How to elect a conservative-leaning speaker of the House

Mark Levin asked his listeners on Friday who should be supported for speaker of the House.  There is Kevin McCarthy, Boehner's #2, whom Mark Levin calls "Eric Cantor with ten fewer IQ points."  There is Daniel Webster, who is said to be very conservative but isn't really.  And now, apparently, there is Jason Chaffetz, who is somewhat conservative but who, as one of John Boehner's loyal minions, temporarily booted Mark Meadows from a committee assignment to punish Meadows for disloyalty to Boehner.

McCarthy is said to have most of the votes he needs to win.

Given that, Levin asked his listeners whom they would vote for.  He had some heated exchanges with callers and seemed rather dissatisfied with the suggestions he received – to put it mildly.
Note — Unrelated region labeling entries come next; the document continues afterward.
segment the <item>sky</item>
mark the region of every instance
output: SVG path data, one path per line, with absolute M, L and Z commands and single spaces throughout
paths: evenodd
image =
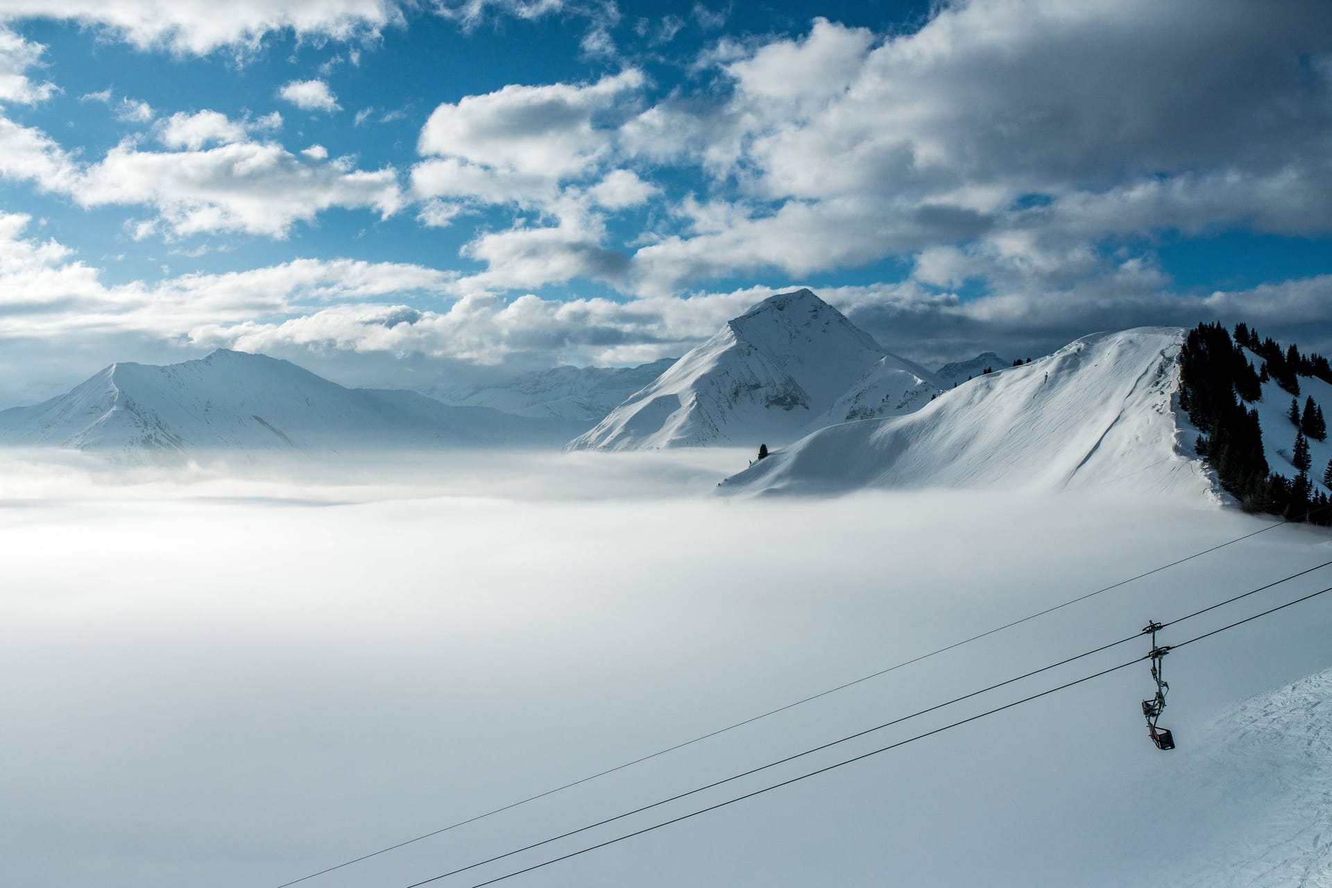
M 1324 0 L 0 0 L 0 406 L 631 365 L 797 286 L 926 363 L 1332 350 L 1328 193 Z

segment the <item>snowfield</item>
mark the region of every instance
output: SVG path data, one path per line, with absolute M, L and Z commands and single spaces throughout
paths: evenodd
M 910 415 L 821 429 L 722 490 L 1099 487 L 1215 498 L 1193 453 L 1197 431 L 1177 410 L 1181 342 L 1175 328 L 1083 337 L 963 382 Z
M 746 454 L 702 453 L 422 455 L 393 483 L 365 467 L 293 483 L 4 462 L 4 881 L 276 888 L 1273 526 L 1118 486 L 706 498 Z M 405 887 L 1328 560 L 1325 533 L 1276 526 L 302 884 Z M 1329 584 L 1332 567 L 1160 640 Z M 1147 740 L 1152 684 L 1135 663 L 505 884 L 1332 884 L 1332 691 L 1304 680 L 1332 667 L 1329 632 L 1332 594 L 1172 652 L 1173 752 Z M 437 884 L 476 885 L 1146 650 L 1135 639 Z

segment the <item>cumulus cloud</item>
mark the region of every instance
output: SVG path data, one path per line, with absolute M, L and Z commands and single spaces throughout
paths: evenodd
M 333 113 L 342 109 L 328 83 L 322 80 L 292 80 L 277 91 L 277 96 L 302 111 Z
M 52 19 L 101 28 L 141 49 L 204 55 L 257 49 L 264 36 L 362 40 L 404 21 L 398 0 L 241 0 L 220 11 L 208 0 L 0 0 L 0 21 Z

Well, let me make my own suggestion.  From their records, Chaffetz, Webster, and McCarthy are not solid conservatives.  Nonetheless, conservatives in the Freedom Caucus should interview each and ask all of them if they will be willing to risk a government "shutdown" to defund any of the following: abortion funding, Obamacare, Obama's illegal amnesty, or any other issue that is key to them.  The Freedom Caucus should stress that they are looking not for symbolic, standalone votes on these topics, but for real votes attached to the budget or debt ceiling increases to fight for Republican priorities.

If one of the candidates actually agrees to confront Obama legislatively, in a real way, on some of these topics, the caucus could support that candidate for speaker.  If the candidate goes back on his word, the caucus could move to declare the speakership vacant again and do to the new Speaker what they did for Boehner.

If none of the candidates will concretely, in writing, promise to confront Obama using the budgetary tools at their disposal, then the Freedom Caucus should abstain from the vote in the Republican conference.

Keep in mind that there are not one, but two votes for Speaker.  First the Republican conference votes to select its candidate, and then the entire House votes.  The presumption is that on the second vote, all Republicans will vote for the Republican candidate.  But if the Freedom Caucus stay together as a bloc, they can threaten not to vote for the Republican candidate for speakership, denying him the post, since Democrats will be voting for the skeletal Nancy Pelosi and nearly all Republicans would be needed to beat her.  This tactic would put pressure on the Republican nominee to agree to confront Obama on at least some matters.

The Freedom Caucus is numerically too small a minority to elect one of its own as speaker, but it does have the numbers, if it stays together, to extract important concessions from the next speaker.

Don't hold your breath for any of this to happen. I expect that the Freedom Caucus will settle for some vague promises and get quickly betrayed, and all will continue as usual.